Irish woman who stabbed fiance to death had previous conviction for wounding him, court hears

Irish woman who stabbed fiance to death had previous conviction for wounding him, court hears
Cathrina Cahill and David Walsh.

A newly-engaged Irish woman who admitted killing her fiance in Sydney was previously convicted of wounding him, a court has been told.

Cathrina Cahill pleaded guilty to the manslaughter of David Walsh, 29, after fatally wounding him in the neck in the early hours of February 18 last year at the home they shared with two other Irish nationals.

The 27-year-old was originally charged with murder, but the Crown accepted her plea to the less serious charge on the basis of substantial impairment due to an abnormality of the mind at the time.

Cahill, from Wexford, gave psychiatrists a history of being in a traumatic relationship with Mr Walsh, hallmarked by physical, emotional and verbal abuse over a period of time.

A sentencing hearing at the New South Wales Supreme Court today heard that Cahill was charged with one count of reckless wounding of Mr Walsh in relation to him being injured after she threw a large candle at him in November 2015.

She was convicted in her absence and placed on a two-year bond in April 2016 at Waverley Local Court in Sydney.

Justice Peter Johnson also heard disputed evidence from a previous housemate of the couple, who testified to seeing Cahill stab Mr Walsh in the back of the head more than 18 months before his death.

Isobel Jennings denied lying when she recalled Cahill saying: "I just wanted to kill him.
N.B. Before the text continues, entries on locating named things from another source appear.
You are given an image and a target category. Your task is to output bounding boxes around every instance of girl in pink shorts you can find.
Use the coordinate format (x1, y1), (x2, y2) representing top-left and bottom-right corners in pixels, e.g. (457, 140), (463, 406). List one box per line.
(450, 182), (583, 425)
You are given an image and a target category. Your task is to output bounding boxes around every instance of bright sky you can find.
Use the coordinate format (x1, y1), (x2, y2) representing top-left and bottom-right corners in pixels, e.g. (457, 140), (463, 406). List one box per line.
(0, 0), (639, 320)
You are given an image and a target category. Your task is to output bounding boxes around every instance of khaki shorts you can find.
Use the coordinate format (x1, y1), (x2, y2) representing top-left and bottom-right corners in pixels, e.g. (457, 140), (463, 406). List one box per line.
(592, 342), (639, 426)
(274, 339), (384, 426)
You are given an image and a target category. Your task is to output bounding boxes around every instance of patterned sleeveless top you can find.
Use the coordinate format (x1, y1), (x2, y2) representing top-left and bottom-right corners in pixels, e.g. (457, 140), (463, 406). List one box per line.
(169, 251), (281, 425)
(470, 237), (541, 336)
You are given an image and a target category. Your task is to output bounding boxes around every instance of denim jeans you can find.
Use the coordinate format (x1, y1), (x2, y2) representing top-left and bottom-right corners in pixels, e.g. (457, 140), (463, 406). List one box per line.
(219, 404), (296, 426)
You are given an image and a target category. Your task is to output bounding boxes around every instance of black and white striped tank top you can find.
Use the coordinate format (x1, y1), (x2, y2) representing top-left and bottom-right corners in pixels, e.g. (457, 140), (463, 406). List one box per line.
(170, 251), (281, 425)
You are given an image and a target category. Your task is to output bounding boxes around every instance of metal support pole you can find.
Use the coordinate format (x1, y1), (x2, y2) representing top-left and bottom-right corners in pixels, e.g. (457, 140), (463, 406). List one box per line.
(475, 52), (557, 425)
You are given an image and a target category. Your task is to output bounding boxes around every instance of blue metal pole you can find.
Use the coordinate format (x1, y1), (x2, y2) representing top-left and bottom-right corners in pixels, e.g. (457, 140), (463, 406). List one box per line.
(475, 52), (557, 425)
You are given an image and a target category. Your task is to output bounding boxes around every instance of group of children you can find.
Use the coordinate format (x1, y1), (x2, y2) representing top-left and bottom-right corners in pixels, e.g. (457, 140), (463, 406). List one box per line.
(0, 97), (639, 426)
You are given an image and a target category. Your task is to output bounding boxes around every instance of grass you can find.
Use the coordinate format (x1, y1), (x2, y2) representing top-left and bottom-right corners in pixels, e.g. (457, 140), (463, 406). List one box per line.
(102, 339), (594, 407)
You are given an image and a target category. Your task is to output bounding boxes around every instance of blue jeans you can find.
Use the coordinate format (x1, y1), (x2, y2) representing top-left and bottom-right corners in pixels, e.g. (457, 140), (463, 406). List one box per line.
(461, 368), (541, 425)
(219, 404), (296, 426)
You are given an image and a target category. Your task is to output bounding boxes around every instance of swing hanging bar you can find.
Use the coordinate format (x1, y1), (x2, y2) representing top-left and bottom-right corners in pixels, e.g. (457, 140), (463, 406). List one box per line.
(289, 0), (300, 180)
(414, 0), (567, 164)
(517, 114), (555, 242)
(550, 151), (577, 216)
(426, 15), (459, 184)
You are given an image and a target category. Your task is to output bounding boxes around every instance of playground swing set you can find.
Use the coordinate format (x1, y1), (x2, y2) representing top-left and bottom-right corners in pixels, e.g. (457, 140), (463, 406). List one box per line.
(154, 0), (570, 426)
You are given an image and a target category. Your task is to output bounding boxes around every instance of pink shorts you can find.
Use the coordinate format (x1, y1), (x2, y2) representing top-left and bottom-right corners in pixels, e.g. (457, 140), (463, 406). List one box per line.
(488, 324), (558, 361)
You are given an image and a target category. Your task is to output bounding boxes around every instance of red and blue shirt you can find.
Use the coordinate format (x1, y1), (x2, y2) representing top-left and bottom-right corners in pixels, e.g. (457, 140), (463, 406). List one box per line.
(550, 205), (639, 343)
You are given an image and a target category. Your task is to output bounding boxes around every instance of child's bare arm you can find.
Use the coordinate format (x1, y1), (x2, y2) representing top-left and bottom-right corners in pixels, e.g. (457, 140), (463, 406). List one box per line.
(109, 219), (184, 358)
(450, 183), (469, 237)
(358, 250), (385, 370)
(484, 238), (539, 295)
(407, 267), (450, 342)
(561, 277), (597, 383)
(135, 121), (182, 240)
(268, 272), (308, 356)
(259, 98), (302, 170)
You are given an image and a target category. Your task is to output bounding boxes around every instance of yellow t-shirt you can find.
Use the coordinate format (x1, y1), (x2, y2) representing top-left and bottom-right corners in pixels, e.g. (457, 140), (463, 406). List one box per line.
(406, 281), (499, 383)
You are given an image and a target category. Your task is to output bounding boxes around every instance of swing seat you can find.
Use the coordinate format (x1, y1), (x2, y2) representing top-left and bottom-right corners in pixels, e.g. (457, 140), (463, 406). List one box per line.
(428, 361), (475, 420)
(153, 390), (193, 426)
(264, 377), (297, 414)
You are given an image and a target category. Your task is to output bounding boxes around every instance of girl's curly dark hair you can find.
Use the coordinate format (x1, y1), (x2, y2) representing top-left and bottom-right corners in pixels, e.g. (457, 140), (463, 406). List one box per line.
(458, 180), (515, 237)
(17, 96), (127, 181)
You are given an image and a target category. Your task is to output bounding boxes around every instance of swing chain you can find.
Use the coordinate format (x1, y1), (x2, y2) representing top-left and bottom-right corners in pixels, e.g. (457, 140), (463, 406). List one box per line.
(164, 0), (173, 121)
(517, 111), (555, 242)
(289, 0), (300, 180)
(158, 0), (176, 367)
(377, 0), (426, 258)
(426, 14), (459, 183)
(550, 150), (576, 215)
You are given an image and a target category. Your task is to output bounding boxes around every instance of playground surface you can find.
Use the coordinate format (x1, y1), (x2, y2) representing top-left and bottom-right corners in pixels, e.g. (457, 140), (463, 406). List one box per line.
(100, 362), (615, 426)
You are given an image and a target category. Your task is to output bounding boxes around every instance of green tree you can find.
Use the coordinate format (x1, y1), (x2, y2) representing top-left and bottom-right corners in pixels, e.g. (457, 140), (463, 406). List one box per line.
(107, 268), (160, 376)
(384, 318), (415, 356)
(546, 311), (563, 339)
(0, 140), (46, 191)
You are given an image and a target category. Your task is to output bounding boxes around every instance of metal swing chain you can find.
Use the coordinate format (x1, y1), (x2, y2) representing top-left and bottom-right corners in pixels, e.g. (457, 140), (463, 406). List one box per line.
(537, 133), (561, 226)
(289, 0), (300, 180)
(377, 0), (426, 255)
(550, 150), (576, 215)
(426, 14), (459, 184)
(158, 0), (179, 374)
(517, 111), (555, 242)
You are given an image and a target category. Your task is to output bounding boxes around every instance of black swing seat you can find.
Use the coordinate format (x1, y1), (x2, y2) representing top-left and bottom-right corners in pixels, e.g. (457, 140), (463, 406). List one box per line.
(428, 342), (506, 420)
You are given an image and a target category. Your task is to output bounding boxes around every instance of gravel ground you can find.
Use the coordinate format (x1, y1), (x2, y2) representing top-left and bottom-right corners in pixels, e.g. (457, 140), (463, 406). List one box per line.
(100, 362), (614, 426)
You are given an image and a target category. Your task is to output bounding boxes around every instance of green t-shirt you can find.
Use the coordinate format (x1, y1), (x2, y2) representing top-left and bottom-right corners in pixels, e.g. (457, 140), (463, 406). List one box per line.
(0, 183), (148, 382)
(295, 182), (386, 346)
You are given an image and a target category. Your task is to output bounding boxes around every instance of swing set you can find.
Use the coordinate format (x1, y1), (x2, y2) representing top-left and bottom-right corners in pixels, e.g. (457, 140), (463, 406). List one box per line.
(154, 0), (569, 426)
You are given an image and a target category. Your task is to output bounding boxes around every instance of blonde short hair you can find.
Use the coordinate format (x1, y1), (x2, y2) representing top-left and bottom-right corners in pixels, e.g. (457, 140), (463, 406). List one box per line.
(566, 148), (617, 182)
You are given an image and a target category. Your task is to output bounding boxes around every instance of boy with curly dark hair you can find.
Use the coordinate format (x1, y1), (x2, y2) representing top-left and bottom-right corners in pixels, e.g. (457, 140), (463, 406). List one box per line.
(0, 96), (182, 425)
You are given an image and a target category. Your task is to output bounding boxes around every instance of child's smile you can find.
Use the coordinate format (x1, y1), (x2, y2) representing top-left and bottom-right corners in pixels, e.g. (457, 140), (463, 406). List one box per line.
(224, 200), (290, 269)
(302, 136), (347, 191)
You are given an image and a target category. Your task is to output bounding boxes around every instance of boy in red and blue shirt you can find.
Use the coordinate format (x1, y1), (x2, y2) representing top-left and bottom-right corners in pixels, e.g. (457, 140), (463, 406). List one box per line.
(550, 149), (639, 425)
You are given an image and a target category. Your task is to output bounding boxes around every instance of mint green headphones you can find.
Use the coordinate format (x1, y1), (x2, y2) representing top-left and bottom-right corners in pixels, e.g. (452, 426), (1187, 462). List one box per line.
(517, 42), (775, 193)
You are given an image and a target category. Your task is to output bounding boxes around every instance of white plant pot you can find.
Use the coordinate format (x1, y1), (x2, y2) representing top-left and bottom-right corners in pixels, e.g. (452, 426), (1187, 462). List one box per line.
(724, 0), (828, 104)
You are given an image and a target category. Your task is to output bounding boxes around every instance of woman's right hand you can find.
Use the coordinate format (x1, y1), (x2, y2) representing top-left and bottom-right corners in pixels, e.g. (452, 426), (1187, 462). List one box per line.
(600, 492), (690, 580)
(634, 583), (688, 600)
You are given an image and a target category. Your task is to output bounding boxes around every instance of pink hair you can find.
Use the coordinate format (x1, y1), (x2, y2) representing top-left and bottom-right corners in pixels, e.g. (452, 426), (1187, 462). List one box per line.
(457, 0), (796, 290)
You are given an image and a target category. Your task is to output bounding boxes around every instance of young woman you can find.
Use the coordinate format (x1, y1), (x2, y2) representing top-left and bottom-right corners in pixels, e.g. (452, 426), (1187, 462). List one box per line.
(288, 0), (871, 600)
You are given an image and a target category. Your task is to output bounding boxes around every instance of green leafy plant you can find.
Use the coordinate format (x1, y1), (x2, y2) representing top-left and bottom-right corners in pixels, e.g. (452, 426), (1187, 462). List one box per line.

I just wanted to kill him."

Ms Jennings said that, on the evening of October 3, 2015, after hearing Ms Cahill and Mr Walsh arguing, she saw him sitting on the sofa before Cahill came up the stairs with her hand behind her back.

Cahill suddenly stabbed him to the back of his head three or four times, but Ms Jennings said Mr Walsh did not want her to contact police as he said she had not meant to hurt him.

Under cross-examination from Cahill's barrister, she denied making up the incident but agreed there had been house-related problems after she moved out and before she made her police statement.

According to the agreed statement of facts, Cahill and Mr Walsh argued on the night of February 17, 2017, when they were drinking with others before Mr Walsh was thrown out of a pub and went back to their house in the suburb of Padstow.

After Cahill and their two female housemates arrived home with Matthew Hyde, with whom they had socialised at a pub, Mr Walsh repeatedly attacked the man, wanting to know who he was.

Cahill was punched by Mr Walsh when trying to stop the attack before she took out a "large, very sharp, bladed knife" from the cutlery drawer and stabbed him.

Mr Walsh had five brothers, a sister and parents in Ireland at the time of his death.

One brother, Jonathan Walsh, in a victim impact statement read out on his behalf, said when their father got the news he said: "I don't want him up there on his own son. I am going to be with him soon."

Another, brother Patrick Walsh, wrote that their father died 10 months later "from a broken heart", while their mother had become an empty shell of her former self.

The hearing will continue on Friday.